I became sullen. As I sorted heaps of sandy laundry I had visions of enrolling all four children in the nearest school. Then I became even more sullen. Not really what I wanted to do. (I have learned that it is never a good idea to make rash decisions when overly fatigued.) I sorted. I took deep breaths. I sorted. I pictured all of the curriculum I still needed to order. I scratched my arm. (Did I mention the hives?) And I thought. I thought long and hard. It's not natural to feel spiritual when you're tired and itchy and thinking that life would be so much better if you could always live by the river with a bunch of fun teenagers and college students to play with and never face the responsibilities of home again. (They even cooked for me and entertained my children! I was so spoiled.)
Deep down I knew what I needed to do. I glanced at the clock. Funny. 3:30 -- my time. My time with Him. Somehow, it usually hits around then. I put the kettle on the burner and fished my Bible and journal from out of the suitcase. The pages fell open to 1 Thessalonians, and I was reminded of the great teaching that was shared at camp. I brushed the grains of sand from the binding and flipped back to Matthew. I found the words that were shared from the pulpit on Sunday, the words that my heart craved:
My beloved Julianna, I want you to hunger and thirst . . . for righteousness. And His promise to me? You will be blessed and filled. Forever.
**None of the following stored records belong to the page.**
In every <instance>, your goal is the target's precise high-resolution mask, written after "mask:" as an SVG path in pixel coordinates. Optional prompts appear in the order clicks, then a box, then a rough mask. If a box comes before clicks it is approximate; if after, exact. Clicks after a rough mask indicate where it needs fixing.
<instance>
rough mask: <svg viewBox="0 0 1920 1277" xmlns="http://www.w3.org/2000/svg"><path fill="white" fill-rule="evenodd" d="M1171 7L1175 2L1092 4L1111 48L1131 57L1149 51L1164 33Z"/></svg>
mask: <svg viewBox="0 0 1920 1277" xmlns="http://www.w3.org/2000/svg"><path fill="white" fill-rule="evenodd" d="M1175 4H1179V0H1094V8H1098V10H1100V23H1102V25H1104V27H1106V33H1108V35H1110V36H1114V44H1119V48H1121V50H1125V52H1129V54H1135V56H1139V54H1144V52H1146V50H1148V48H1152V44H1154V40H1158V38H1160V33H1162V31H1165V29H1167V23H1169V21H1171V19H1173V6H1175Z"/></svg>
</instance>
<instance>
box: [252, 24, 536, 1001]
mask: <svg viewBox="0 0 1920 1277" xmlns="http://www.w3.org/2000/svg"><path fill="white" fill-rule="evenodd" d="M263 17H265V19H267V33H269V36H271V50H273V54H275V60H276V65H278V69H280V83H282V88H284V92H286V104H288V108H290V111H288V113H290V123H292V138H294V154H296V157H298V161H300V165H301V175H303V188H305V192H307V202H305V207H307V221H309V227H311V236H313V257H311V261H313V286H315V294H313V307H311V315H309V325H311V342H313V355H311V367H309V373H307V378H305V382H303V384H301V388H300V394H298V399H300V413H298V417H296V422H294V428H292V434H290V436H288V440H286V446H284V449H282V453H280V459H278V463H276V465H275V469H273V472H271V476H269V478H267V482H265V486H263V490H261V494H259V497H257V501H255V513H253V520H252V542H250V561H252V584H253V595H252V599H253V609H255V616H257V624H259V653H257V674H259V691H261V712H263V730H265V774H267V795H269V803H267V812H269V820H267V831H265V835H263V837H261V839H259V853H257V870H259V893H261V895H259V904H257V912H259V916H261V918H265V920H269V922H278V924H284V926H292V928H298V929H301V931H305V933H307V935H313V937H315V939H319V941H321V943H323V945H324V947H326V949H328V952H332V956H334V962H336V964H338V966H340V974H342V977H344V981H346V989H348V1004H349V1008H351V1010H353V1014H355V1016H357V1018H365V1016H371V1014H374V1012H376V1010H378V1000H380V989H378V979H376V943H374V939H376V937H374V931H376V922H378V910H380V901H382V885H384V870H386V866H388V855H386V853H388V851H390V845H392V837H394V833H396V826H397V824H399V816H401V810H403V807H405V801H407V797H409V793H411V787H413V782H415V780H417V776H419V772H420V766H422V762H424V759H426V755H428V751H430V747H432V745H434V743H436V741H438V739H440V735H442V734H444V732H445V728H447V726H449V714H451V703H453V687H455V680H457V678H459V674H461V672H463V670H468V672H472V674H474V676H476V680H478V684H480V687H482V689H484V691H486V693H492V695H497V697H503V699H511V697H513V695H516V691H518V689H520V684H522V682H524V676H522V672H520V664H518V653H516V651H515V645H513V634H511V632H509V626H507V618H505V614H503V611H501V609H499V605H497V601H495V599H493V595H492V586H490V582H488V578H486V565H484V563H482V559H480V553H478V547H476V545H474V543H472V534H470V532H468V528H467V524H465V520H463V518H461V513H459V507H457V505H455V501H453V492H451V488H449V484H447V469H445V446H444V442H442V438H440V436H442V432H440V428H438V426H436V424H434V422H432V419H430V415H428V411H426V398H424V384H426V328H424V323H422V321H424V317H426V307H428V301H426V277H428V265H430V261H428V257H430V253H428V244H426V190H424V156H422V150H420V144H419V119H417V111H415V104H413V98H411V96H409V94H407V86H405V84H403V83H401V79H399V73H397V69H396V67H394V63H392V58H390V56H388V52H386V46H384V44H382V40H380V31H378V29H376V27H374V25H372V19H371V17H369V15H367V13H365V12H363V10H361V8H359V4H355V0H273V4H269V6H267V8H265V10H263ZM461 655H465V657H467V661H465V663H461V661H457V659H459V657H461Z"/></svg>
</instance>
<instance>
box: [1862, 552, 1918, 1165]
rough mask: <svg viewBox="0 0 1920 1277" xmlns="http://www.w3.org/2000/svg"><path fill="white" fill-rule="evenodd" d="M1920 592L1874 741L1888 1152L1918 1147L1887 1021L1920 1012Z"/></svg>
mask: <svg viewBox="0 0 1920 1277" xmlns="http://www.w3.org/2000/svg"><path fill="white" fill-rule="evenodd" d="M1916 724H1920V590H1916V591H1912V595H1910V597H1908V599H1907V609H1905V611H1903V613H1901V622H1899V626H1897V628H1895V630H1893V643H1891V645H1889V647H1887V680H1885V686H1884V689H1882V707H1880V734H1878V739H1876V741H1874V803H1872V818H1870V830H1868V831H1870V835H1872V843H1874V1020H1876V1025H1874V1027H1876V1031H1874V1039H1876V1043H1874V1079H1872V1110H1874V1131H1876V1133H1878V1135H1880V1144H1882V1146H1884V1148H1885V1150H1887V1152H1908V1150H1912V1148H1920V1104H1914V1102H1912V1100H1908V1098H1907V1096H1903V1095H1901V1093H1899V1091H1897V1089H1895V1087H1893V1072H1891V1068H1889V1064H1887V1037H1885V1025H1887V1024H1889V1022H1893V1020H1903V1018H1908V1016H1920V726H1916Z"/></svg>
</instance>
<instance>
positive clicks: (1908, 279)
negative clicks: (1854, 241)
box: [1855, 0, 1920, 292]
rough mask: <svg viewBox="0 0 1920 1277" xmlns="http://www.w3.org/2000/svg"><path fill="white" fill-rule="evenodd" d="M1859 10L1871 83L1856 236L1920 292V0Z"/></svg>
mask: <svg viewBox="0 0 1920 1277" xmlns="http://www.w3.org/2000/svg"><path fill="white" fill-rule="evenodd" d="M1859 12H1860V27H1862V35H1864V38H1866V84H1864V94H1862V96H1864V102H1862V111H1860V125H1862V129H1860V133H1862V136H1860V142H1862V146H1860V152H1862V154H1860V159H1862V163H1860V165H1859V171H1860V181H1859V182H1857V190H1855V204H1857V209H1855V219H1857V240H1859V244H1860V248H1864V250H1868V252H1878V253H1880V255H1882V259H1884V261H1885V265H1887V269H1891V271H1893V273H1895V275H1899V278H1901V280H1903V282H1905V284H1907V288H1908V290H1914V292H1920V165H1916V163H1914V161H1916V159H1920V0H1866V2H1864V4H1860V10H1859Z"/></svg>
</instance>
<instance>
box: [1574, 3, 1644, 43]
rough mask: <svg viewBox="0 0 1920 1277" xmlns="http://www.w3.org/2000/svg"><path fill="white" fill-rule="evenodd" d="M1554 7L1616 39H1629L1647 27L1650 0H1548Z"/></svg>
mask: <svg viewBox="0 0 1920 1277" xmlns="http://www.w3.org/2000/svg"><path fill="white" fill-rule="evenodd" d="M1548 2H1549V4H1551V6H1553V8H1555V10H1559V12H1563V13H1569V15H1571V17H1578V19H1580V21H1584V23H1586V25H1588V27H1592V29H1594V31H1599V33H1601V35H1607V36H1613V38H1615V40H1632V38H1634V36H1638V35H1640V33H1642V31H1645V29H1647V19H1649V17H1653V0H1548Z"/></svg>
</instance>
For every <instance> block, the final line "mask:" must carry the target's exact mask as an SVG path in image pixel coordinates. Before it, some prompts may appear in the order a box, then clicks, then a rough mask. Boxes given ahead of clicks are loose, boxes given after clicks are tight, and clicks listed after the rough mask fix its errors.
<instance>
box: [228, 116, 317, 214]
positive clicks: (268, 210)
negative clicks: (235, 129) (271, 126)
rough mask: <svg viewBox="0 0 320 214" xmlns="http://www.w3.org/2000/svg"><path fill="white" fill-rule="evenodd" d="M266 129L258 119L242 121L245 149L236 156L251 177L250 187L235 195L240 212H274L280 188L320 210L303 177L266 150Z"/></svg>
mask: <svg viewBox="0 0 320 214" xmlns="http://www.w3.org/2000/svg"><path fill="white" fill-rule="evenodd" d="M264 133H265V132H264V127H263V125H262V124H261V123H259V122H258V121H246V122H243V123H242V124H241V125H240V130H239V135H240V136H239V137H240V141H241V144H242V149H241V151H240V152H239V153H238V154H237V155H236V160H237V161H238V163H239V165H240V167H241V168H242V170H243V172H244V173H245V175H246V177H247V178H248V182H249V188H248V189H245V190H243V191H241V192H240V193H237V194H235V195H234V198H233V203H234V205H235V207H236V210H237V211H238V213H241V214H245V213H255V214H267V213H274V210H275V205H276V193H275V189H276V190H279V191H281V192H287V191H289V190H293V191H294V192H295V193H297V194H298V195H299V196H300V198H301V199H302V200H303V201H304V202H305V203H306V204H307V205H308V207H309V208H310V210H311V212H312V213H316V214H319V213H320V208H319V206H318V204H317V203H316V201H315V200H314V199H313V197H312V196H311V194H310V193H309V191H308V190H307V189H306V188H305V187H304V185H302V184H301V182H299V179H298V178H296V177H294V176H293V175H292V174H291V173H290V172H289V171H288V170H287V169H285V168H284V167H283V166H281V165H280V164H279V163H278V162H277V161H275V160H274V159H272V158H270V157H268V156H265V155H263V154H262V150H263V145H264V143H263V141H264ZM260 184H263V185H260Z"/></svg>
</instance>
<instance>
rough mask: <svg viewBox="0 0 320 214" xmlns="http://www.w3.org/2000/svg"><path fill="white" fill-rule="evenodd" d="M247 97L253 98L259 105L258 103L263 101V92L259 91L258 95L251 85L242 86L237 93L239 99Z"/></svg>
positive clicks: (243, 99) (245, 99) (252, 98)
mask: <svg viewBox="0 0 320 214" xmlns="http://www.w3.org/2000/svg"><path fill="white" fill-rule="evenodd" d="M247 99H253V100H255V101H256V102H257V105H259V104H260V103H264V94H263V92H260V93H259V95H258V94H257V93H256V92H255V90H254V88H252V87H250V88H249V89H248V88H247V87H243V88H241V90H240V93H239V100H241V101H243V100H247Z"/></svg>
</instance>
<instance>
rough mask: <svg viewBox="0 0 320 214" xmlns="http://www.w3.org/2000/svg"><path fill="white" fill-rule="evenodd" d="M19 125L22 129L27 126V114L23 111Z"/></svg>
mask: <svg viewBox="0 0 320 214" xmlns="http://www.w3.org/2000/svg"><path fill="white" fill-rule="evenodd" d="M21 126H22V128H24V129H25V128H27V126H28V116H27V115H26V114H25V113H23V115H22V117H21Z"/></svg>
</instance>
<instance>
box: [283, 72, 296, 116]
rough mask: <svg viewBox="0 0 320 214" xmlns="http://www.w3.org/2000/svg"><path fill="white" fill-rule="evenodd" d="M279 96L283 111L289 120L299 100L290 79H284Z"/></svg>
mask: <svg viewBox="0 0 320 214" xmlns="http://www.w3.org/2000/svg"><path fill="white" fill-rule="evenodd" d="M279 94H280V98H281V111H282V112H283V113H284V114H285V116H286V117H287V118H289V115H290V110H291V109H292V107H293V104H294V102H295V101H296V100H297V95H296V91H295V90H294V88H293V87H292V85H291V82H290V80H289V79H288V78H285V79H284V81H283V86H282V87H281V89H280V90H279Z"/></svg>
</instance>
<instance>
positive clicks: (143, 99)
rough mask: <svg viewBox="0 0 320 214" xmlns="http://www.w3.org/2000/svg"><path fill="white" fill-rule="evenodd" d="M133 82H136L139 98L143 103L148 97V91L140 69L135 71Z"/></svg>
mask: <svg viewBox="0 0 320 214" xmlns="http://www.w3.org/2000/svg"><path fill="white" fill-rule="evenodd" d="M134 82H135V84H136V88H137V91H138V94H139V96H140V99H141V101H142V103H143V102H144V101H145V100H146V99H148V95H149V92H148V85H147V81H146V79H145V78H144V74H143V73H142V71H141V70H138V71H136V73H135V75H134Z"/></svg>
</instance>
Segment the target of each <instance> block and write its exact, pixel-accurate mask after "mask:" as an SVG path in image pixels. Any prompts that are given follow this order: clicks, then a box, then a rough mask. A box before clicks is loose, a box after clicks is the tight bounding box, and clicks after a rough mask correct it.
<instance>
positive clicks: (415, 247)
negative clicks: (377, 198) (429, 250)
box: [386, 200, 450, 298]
So I asked the Lord to direct my cravings and appetites toward righteous living. I asked Him to help me choose the tasks in my day -- and even the periods of rest -- in a way that would bring life and righteousness into my home. And He gave me His Word:
I will guide you in paths of righteousness . . .
Savoring the promise, I swallowed the last drop of tea and glanced at the clock. Pacific Time. Time to see about dinner. Time to walk in righteousness.